2022
Cairn
Grégory Quenet, « Richard Grove et les multiples vies de Pierre Poivre », Dix-huitième siècle, ID : 10670/1.hdzn5a
Le livre de Richard Grove, Green Imperialism (1995), a marqué l’histoire environnementale et, au-delà, la compréhension des liens entre climat, environnement et Lumières. En faisant de l’Île de France sous la responsabilité de Pierre Poivre, commissaire intendant de 1767 à 1772, le laboratoire des théories de la dessiccation appliquées à la protection des forêts, Grove a déplacé les racines de l’environnementalisme géographiquement – des États-Unis des années 1870 aux périphéries coloniales du 18e siècle – et thématiquement – de la protection de la nature sauvage vers les politiques du climat. C’est ainsi que, en anglais, Poivre est devenu une figure centrale de l’histoire environnementale tandis qu’il restait largement ignoré des lecteurs de son pays d’origine.Cet article revient sur la réception du Pierre Poivre de Green Imperialism qui, dans les années 2000, est devenu le premier penseur du changement climatique global. Récemment, Jean-Baptiste Fressoz a montré les limites de cette thèse. Cet article montre comment cette lecture est en fait un retour plus fidèle au texte de 1995 qui accorde une importance réduite à la question climatique.
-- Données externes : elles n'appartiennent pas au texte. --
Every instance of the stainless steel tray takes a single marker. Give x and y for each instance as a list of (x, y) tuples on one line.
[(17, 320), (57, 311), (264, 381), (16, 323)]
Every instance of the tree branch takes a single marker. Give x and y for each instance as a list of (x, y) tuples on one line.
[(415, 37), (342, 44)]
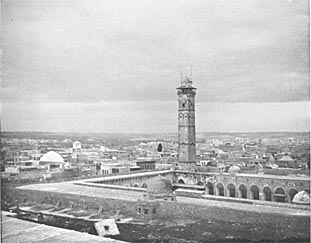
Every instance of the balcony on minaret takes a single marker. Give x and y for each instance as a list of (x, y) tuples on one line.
[(186, 86)]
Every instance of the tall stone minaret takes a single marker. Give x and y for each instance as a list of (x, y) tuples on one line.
[(186, 124)]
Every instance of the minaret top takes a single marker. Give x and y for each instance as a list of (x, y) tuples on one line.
[(186, 83)]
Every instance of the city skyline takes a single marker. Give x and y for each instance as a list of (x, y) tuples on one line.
[(100, 67)]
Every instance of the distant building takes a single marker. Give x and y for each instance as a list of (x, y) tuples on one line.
[(146, 163), (76, 147), (287, 162), (52, 161)]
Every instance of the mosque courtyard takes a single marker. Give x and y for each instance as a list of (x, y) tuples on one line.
[(222, 221)]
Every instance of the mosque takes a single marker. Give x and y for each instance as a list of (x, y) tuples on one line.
[(180, 194), (186, 181)]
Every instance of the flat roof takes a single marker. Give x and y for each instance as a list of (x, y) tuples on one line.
[(17, 230), (69, 187)]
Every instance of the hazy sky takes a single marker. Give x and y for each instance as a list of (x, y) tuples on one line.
[(113, 66)]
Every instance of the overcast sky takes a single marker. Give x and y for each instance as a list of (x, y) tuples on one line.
[(113, 66)]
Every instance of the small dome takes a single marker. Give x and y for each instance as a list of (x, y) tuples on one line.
[(302, 197), (160, 185), (52, 157), (233, 169)]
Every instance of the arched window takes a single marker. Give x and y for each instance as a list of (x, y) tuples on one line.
[(231, 189), (268, 194), (279, 195), (292, 192), (243, 191), (181, 181), (210, 188), (220, 190), (255, 192), (200, 183)]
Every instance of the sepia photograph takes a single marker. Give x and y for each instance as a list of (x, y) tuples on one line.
[(155, 121)]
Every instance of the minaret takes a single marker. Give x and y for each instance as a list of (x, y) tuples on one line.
[(186, 124)]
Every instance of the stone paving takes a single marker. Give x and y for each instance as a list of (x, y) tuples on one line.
[(16, 230), (70, 188)]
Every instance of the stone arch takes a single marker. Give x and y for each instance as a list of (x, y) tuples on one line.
[(292, 192), (210, 188), (231, 190), (243, 191), (220, 189), (254, 192), (200, 183), (279, 195), (181, 181), (267, 193)]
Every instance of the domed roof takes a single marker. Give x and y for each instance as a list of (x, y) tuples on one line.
[(52, 157), (302, 197), (160, 185), (233, 169)]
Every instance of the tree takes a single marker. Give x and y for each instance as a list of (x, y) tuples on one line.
[(159, 148)]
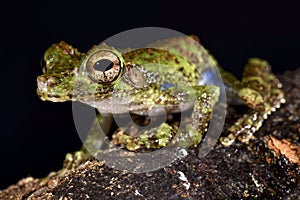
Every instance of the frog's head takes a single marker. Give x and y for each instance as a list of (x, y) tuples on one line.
[(71, 75)]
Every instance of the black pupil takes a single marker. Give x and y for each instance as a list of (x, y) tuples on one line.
[(103, 65)]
S’ouvre alors une autre lecture de Pierre Poivre comme un acteur parmi d’autres d’une vaste nébuleuse des Lumières, à la croisée entre rivalités militaires et sciences. Cette écologie des Lumières, qui reste encore très largement à étudier dans son versant français, était centrée sur les rapports entre sol et cultures, dessinant tout un pan oublié de la conservation de la nature.